Well i was thinking about buying a percula clownfish. Do they need special lighting? I think the lighting from my marineland seaclear eclipse is adequate for it but im not sure. Also since im in college i will have to move my tank to and from my home about 2 a year. Would this still be ok?


----------



## Reefing Madness (Jun 26, 2011)

SaltwaterTaylor14 said:


> Well i was thinking about buying a percula clownfish. Do they need special lighting? I think the lighting from my marineland seaclear eclipse is adequate for it but im not sure. Also since im in college i will have to move my tank to and from my home about 2 a year. Would this still be ok?


 You don't need a skimmer in a 20g tank, if you do water changes of 10% a week. No, you fish will not need special lighting, they don't require lighting at all, it the corals that need the light. ANd moving a tank that small you will be fine. Your Perc should be ok in there. They don't do much.


----------



## SaltwaterTaylor14 (Sep 27, 2011)

Ok thats very helpful  . If i decide to put live rock in their is that ok to move and also does that need special lighting? Im planning to just try and run a saltwater aquarium through college until i get my own appt or house and then have a much bigger and better aquarium


----------



## Reefing Madness (Jun 26, 2011)

SaltwaterTaylor14 said:


> Ok thats very helpful  . If i decide to put live rock in their is that ok to move and also does that need special lighting? Im planning to just try and run a saltwater aquarium through college until i get my own appt or house and then have a much bigger and better aquarium


 It has a low light requirement, you don't need anything special for the 20g though, as it is not deep enough to require special lights. When moving the tank, remove the rock and put it in a 5 gallon bucket, then put it back when your done, this keeps it from smashing the tank when in transit.


----------



## Pasfur (Mar 29, 2008)

Reefing Madness said:


> You don't need a skimmer in a 20g tank, if you do water changes of 10% a week.


There are many different approaches to this hobby, and I disagree on this point. I would recommend a skimmer. I would also be more inclined to monitor alkalinity levels with a test kit than I would to change water at any specific rate. 

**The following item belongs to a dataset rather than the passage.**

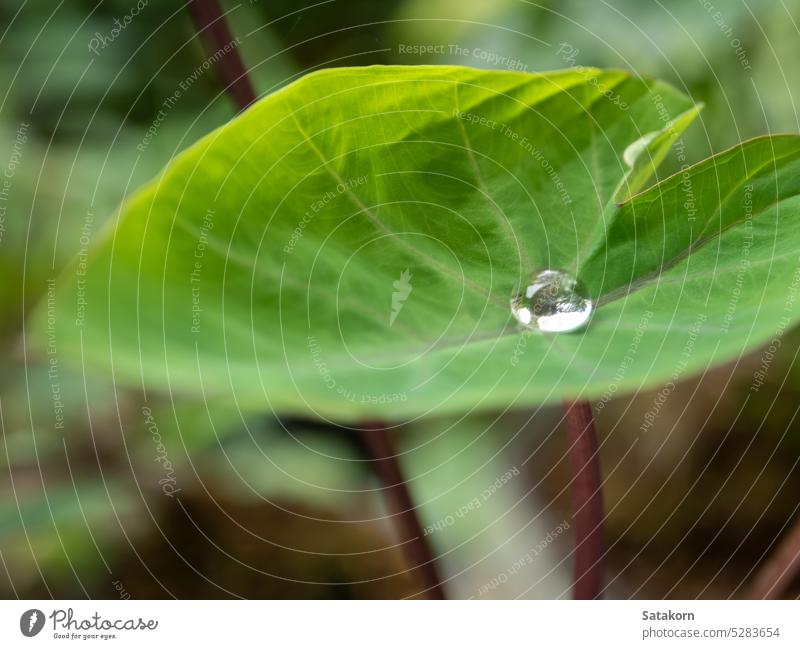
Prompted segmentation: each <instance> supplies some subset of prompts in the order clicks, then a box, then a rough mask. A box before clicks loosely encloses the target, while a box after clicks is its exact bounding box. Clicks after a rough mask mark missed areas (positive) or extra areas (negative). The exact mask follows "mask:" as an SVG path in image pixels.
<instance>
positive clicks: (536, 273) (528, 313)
mask: <svg viewBox="0 0 800 649" xmlns="http://www.w3.org/2000/svg"><path fill="white" fill-rule="evenodd" d="M511 313H513V314H514V317H515V318H516V319H517V320H518V321H519V322H520V324H522V325H523V326H525V327H526V328H528V329H533V330H535V331H545V332H565V331H575V330H576V329H579V328H580V327H582V326H583V325H584V324H586V321H587V320H588V319H589V316H590V315H591V313H592V301H591V300H590V299H589V298H587V297H584V295H583V293H582V289H581V286H580V284H578V281H577V280H576V279H575V278H574V277H572V276H571V275H569V274H567V273H565V272H563V271H560V270H542V271H540V272H538V273H536V275H535V276H534V277H533V280H532V281H531V283H530V284H529V285H528V286H526V287H525V290H524V292H522V293H520V294H519V295H517V296H516V297H514V298H513V299H512V300H511Z"/></svg>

Again, there are different methods. Personally, I would say you don't need to do a 10% water change weekly, but you should instead just purchase a skimmer.  And the overall environment would be more prone to success and easy fishkeeping.


----------



## SaltwaterTaylor14 (Sep 27, 2011)

Well thank both of you I will keep both of your suggestions in mind when I start up my first saltwater tank.


----------